I'm having trouble converting the lambda for flip into the SKI combinators (I hope that makes sense). Here is my conversion:

/fxy.fyx
/f./x./y.fyx
/f./x.S (/y.fy) (/y.x)
/f./x.S f (/y.x)
/f./x.S f (K x)
/f.S (/x.S f) (/x.K x)
/f.S (/x.S f) K
/f.S (S (/x.S) (/x.f)) K
/f.S (S (K S) (K f)) K
S (/f.S (S (K S) (K f))) (/f.K)
S (/f.S (S (K S) (K f))) (K K)
S (S (/f.S) (/f.S (K S) (K f))) (K K) 
S (S (K S) (/f.S (K S) (K f))) (K K)
S (S (K S) (S (/f.S (K S)) (/f.K f))) (K K)
S (S (K S) (S (/f.S (K S)) K)) (K K)
S (S (K S) (S (S (/f.S) (/f.K S)) K)) (K K)
S (S (K S) (S (S (K S) (/f.K S)) K)) (K K)
S (S (K S) (S (S (K S) (S (/f.K) (/f.S))) K)) (K K)
S (S (K S) (S (S (K S) (S (K K) (K S))) K)) (K K)

If I understand properly in the B, C, K, W system, C is flip and it's definition in SKI terms is S (S (K (S (K S) K)) S) (K K). obviously my answer isn't the same as the C combinator... Here are the rules I used for the conversions:

K y = /x.y  - K combinator
(SKK) = /x.x  -  I combinator
(S (/x.f) (/x.g)) = (/x.fg)  -  S combinator
y = (/x.yx)  -  eta reduction
/x./y.f = /xy.f  - currying
Note that the S rule can convert longer expressions - for example, λ x.abcdeg can be converted by setting f = abcde.

What am I missing?

Once the answer being accepted I revised it and I figured out it is actually wrong.

Your final result is correct, although it is not the "official" answer in the text book, but it is possible that different SKI terms are actually equivalent to the same lambda expression.

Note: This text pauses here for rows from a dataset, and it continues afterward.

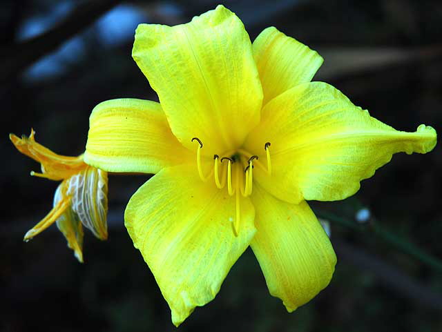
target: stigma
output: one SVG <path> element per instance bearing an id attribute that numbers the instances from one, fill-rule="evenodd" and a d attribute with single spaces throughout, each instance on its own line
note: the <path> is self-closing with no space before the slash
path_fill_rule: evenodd
<path id="1" fill-rule="evenodd" d="M 198 137 L 193 137 L 192 141 L 198 143 L 196 146 L 196 164 L 198 175 L 204 182 L 213 181 L 218 189 L 225 190 L 230 196 L 235 196 L 236 217 L 232 220 L 232 228 L 235 236 L 238 236 L 240 222 L 240 198 L 251 195 L 253 186 L 253 168 L 257 166 L 268 175 L 271 175 L 271 162 L 270 160 L 270 142 L 264 146 L 267 167 L 259 160 L 257 155 L 239 148 L 229 152 L 227 155 L 220 157 L 213 155 L 213 166 L 207 175 L 204 174 L 201 160 L 201 150 L 204 144 Z"/>

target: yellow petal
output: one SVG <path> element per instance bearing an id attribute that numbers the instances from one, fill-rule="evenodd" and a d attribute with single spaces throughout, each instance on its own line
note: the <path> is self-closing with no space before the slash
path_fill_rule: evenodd
<path id="1" fill-rule="evenodd" d="M 162 170 L 132 197 L 125 224 L 152 271 L 178 326 L 213 299 L 255 233 L 254 209 L 241 198 L 238 236 L 234 196 L 202 182 L 195 166 Z"/>
<path id="2" fill-rule="evenodd" d="M 263 105 L 298 84 L 309 82 L 324 61 L 316 51 L 273 26 L 256 37 L 253 49 Z"/>
<path id="3" fill-rule="evenodd" d="M 249 35 L 222 6 L 175 26 L 140 24 L 132 55 L 172 131 L 206 155 L 235 149 L 259 121 L 262 91 Z"/>
<path id="4" fill-rule="evenodd" d="M 33 129 L 28 137 L 24 135 L 21 138 L 14 134 L 9 135 L 9 139 L 19 151 L 41 164 L 42 174 L 31 172 L 32 175 L 61 180 L 68 179 L 86 167 L 82 155 L 66 157 L 54 153 L 35 141 L 35 135 Z"/>
<path id="5" fill-rule="evenodd" d="M 54 197 L 54 206 L 65 199 L 62 193 L 64 183 L 57 188 Z M 57 219 L 57 227 L 63 233 L 68 241 L 68 246 L 74 251 L 74 255 L 80 263 L 83 262 L 83 226 L 78 215 L 70 204 Z"/>
<path id="6" fill-rule="evenodd" d="M 172 134 L 158 103 L 108 100 L 90 115 L 84 153 L 90 165 L 109 172 L 155 173 L 194 159 Z"/>
<path id="7" fill-rule="evenodd" d="M 436 145 L 432 127 L 397 131 L 322 82 L 297 86 L 274 98 L 262 118 L 246 147 L 262 155 L 264 144 L 271 142 L 272 173 L 256 168 L 256 179 L 291 203 L 346 198 L 394 153 L 426 153 Z"/>
<path id="8" fill-rule="evenodd" d="M 251 246 L 270 293 L 289 312 L 328 285 L 336 264 L 332 244 L 305 201 L 291 204 L 256 186 L 256 234 Z"/>
<path id="9" fill-rule="evenodd" d="M 68 182 L 72 209 L 85 227 L 100 240 L 108 238 L 108 175 L 88 166 Z"/>

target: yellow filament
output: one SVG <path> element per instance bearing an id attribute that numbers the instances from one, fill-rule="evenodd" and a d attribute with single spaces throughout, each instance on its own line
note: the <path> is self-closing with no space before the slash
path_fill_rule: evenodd
<path id="1" fill-rule="evenodd" d="M 250 195 L 251 194 L 251 190 L 253 188 L 253 161 L 250 161 L 250 163 L 249 164 L 249 170 L 247 170 L 249 172 L 248 174 L 248 178 L 249 178 L 249 187 L 248 187 L 248 191 L 246 192 L 246 194 L 247 196 L 250 196 Z"/>
<path id="2" fill-rule="evenodd" d="M 240 153 L 241 155 L 242 155 L 243 156 L 246 157 L 247 158 L 250 158 L 252 155 L 251 153 L 250 153 L 249 152 L 246 151 L 245 150 L 243 150 L 242 148 L 240 148 L 238 150 L 238 153 Z M 266 173 L 269 174 L 269 170 L 267 170 L 267 168 L 262 165 L 262 164 L 258 159 L 255 159 L 254 160 L 255 164 L 256 164 L 256 166 L 258 167 L 259 167 L 260 168 L 261 168 L 262 170 L 264 170 Z"/>
<path id="3" fill-rule="evenodd" d="M 227 164 L 227 190 L 229 191 L 229 195 L 232 196 L 235 193 L 232 188 L 232 162 L 229 160 Z"/>
<path id="4" fill-rule="evenodd" d="M 220 175 L 218 174 L 218 156 L 215 156 L 215 172 L 214 172 L 214 175 L 215 175 L 215 183 L 216 184 L 216 186 L 218 187 L 218 188 L 221 189 L 223 186 L 221 185 L 221 182 L 220 182 Z"/>
<path id="5" fill-rule="evenodd" d="M 240 208 L 240 191 L 239 190 L 240 188 L 240 177 L 241 175 L 242 170 L 241 170 L 241 168 L 240 167 L 240 166 L 238 165 L 236 167 L 236 179 L 235 179 L 235 192 L 236 193 L 236 197 L 235 197 L 235 202 L 236 202 L 236 215 L 235 215 L 235 222 L 234 223 L 232 224 L 233 226 L 233 235 L 235 235 L 235 237 L 238 237 L 238 235 L 239 233 L 239 229 L 240 229 L 240 221 L 241 219 L 241 208 Z"/>
<path id="6" fill-rule="evenodd" d="M 265 154 L 267 159 L 267 172 L 269 175 L 271 175 L 271 162 L 270 161 L 270 150 L 269 150 L 269 146 L 265 145 Z"/>
<path id="7" fill-rule="evenodd" d="M 201 149 L 202 147 L 198 144 L 198 147 L 196 150 L 196 164 L 198 168 L 198 174 L 200 175 L 200 177 L 203 182 L 206 182 L 206 178 L 202 174 L 202 167 L 201 166 Z"/>

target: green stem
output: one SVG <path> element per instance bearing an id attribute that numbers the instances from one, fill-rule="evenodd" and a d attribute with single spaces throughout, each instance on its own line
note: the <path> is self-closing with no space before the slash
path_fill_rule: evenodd
<path id="1" fill-rule="evenodd" d="M 329 212 L 315 211 L 315 213 L 320 218 L 329 220 L 336 224 L 352 228 L 354 231 L 365 232 L 369 229 L 374 232 L 374 233 L 383 241 L 395 247 L 396 249 L 412 256 L 428 266 L 439 272 L 442 272 L 442 261 L 441 260 L 432 256 L 405 239 L 398 237 L 396 234 L 387 231 L 383 228 L 376 220 L 372 219 L 367 223 L 368 226 L 365 226 L 358 224 L 349 219 L 340 217 Z"/>

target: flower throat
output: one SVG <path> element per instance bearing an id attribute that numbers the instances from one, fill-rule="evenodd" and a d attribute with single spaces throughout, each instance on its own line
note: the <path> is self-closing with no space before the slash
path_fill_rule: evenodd
<path id="1" fill-rule="evenodd" d="M 236 218 L 232 222 L 232 227 L 235 236 L 238 236 L 240 224 L 241 210 L 240 196 L 247 197 L 251 194 L 253 183 L 253 168 L 255 164 L 265 173 L 271 174 L 271 162 L 270 160 L 270 142 L 264 146 L 267 157 L 267 168 L 258 161 L 258 156 L 252 155 L 243 149 L 238 149 L 233 154 L 228 153 L 227 156 L 220 157 L 218 155 L 213 155 L 213 167 L 207 175 L 202 171 L 201 162 L 201 150 L 203 144 L 198 137 L 193 137 L 192 141 L 198 143 L 196 150 L 196 163 L 200 177 L 204 182 L 206 182 L 213 177 L 215 184 L 219 189 L 222 189 L 227 184 L 227 192 L 230 196 L 236 196 Z M 220 172 L 221 176 L 220 176 Z"/>

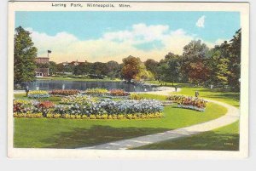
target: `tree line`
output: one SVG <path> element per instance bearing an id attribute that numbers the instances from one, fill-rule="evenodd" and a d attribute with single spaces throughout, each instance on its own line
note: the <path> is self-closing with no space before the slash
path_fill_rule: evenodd
<path id="1" fill-rule="evenodd" d="M 240 89 L 241 71 L 241 29 L 231 40 L 209 48 L 201 40 L 193 40 L 183 47 L 182 55 L 168 53 L 156 61 L 128 56 L 122 63 L 111 60 L 103 62 L 83 62 L 79 65 L 63 65 L 50 61 L 36 64 L 37 48 L 30 32 L 21 26 L 15 35 L 15 83 L 35 79 L 37 67 L 49 67 L 49 74 L 72 72 L 74 75 L 88 75 L 96 78 L 158 80 L 171 83 L 190 83 L 195 85 L 214 85 L 221 88 Z"/>

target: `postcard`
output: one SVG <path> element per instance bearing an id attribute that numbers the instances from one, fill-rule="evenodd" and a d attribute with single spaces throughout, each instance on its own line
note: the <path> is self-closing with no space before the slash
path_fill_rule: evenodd
<path id="1" fill-rule="evenodd" d="M 249 3 L 9 2 L 8 156 L 248 157 Z"/>

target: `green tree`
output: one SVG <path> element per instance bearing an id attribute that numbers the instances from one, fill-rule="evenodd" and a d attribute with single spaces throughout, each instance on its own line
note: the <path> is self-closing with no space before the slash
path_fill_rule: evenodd
<path id="1" fill-rule="evenodd" d="M 62 63 L 57 64 L 56 72 L 64 72 L 64 66 Z"/>
<path id="2" fill-rule="evenodd" d="M 155 79 L 158 79 L 157 72 L 158 72 L 159 62 L 157 62 L 157 61 L 155 61 L 154 60 L 152 60 L 152 59 L 148 59 L 144 62 L 144 65 L 146 66 L 146 69 L 153 74 L 154 77 Z"/>
<path id="3" fill-rule="evenodd" d="M 131 79 L 135 79 L 139 74 L 142 61 L 139 58 L 130 55 L 123 59 L 123 63 L 122 77 L 128 82 L 131 82 Z"/>
<path id="4" fill-rule="evenodd" d="M 172 53 L 166 55 L 159 66 L 160 78 L 165 82 L 178 82 L 180 79 L 180 57 Z"/>
<path id="5" fill-rule="evenodd" d="M 236 31 L 233 39 L 230 40 L 230 65 L 229 71 L 230 77 L 229 77 L 229 84 L 234 90 L 240 90 L 240 77 L 241 77 L 241 31 L 239 29 Z"/>
<path id="6" fill-rule="evenodd" d="M 191 41 L 183 48 L 181 71 L 195 84 L 203 84 L 209 79 L 209 68 L 207 66 L 210 58 L 209 48 L 201 40 Z"/>
<path id="7" fill-rule="evenodd" d="M 108 61 L 106 64 L 107 76 L 112 79 L 120 77 L 120 65 L 113 60 Z"/>
<path id="8" fill-rule="evenodd" d="M 15 83 L 31 82 L 35 79 L 38 49 L 30 37 L 30 32 L 21 26 L 15 28 L 14 81 Z"/>
<path id="9" fill-rule="evenodd" d="M 49 75 L 55 74 L 57 71 L 57 64 L 54 61 L 49 62 Z"/>

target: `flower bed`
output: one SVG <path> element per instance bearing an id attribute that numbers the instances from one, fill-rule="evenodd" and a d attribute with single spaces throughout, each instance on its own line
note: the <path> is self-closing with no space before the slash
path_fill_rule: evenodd
<path id="1" fill-rule="evenodd" d="M 163 113 L 149 113 L 149 114 L 103 114 L 103 115 L 96 115 L 91 114 L 90 116 L 87 115 L 74 115 L 74 114 L 55 114 L 49 113 L 47 115 L 47 118 L 65 118 L 65 119 L 148 119 L 148 118 L 160 118 L 163 117 Z"/>
<path id="2" fill-rule="evenodd" d="M 84 93 L 89 95 L 106 95 L 108 91 L 106 88 L 89 88 Z"/>
<path id="3" fill-rule="evenodd" d="M 74 95 L 79 94 L 80 91 L 78 89 L 55 89 L 49 92 L 49 94 L 51 95 Z"/>
<path id="4" fill-rule="evenodd" d="M 129 99 L 130 100 L 143 100 L 144 98 L 143 96 L 139 95 L 138 94 L 132 93 L 130 94 Z"/>
<path id="5" fill-rule="evenodd" d="M 114 101 L 88 95 L 63 98 L 71 105 L 55 105 L 50 101 L 15 100 L 14 117 L 77 119 L 136 119 L 162 117 L 163 105 L 155 100 Z M 67 102 L 66 101 L 66 102 Z M 40 113 L 40 115 L 38 115 Z M 37 114 L 37 115 L 34 115 Z M 40 117 L 42 115 L 42 117 Z"/>
<path id="6" fill-rule="evenodd" d="M 110 95 L 113 96 L 127 96 L 129 95 L 128 92 L 124 91 L 123 89 L 111 89 L 109 90 Z"/>
<path id="7" fill-rule="evenodd" d="M 49 94 L 47 91 L 42 91 L 42 90 L 34 90 L 34 91 L 29 91 L 27 97 L 29 98 L 34 98 L 34 99 L 41 99 L 41 98 L 48 98 L 49 97 Z"/>
<path id="8" fill-rule="evenodd" d="M 195 97 L 186 97 L 183 95 L 171 95 L 166 98 L 167 100 L 172 100 L 177 103 L 177 107 L 192 109 L 199 111 L 204 111 L 207 107 L 207 101 Z"/>
<path id="9" fill-rule="evenodd" d="M 186 99 L 186 96 L 183 95 L 169 95 L 166 97 L 166 100 L 171 100 L 173 103 L 178 103 L 184 99 Z"/>
<path id="10" fill-rule="evenodd" d="M 71 105 L 71 104 L 78 104 L 78 105 L 90 105 L 95 102 L 99 101 L 99 99 L 96 97 L 91 97 L 90 95 L 69 95 L 67 97 L 63 97 L 61 100 L 61 104 Z"/>

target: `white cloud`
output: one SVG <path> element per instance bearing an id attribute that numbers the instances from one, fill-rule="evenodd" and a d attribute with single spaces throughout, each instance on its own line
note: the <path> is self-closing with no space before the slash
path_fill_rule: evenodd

S [S (K S) (S (S (K S) (S (K K) (K S))) K)] [K K] f x y
-> S (K S) (S (S (K S) (S (K K) (K S))) K) f (K K f) x y
-> K S f (S (S (K S) (S (K K) (K S))) K f) (K K f) x y
-> S [S (S (K S) (S (K K) (K S))) K f] (K K f) x y
-> S [S (K S) (S (K K) (K S))] K f x (K K f x) y
-> S [K S] [S (K K) (K S)] f (K f) x (K K f x) y
-> K S f (S (K K) (K S) f) (K f) x (K K f x) y
-> S [S (K K) (K S) f] [K f] x (K K f x) y
-> S [K K] [K S] f x (K f x) (K K f x) y
-> K K f (K S f) x (K f x) (K K f x) y
-> K (K S f) x (K f x) (K K f x) y
-> K S f (K f x) (K K f x) y
-> S [K f x] [K K f x] y
-> K f x y (K K f x y)
-> f y (K K f x y)
-> f y (K x y)
-> f y x

The above derive, based on left most reduction order, proves that your final term is equivalent to the C combinator.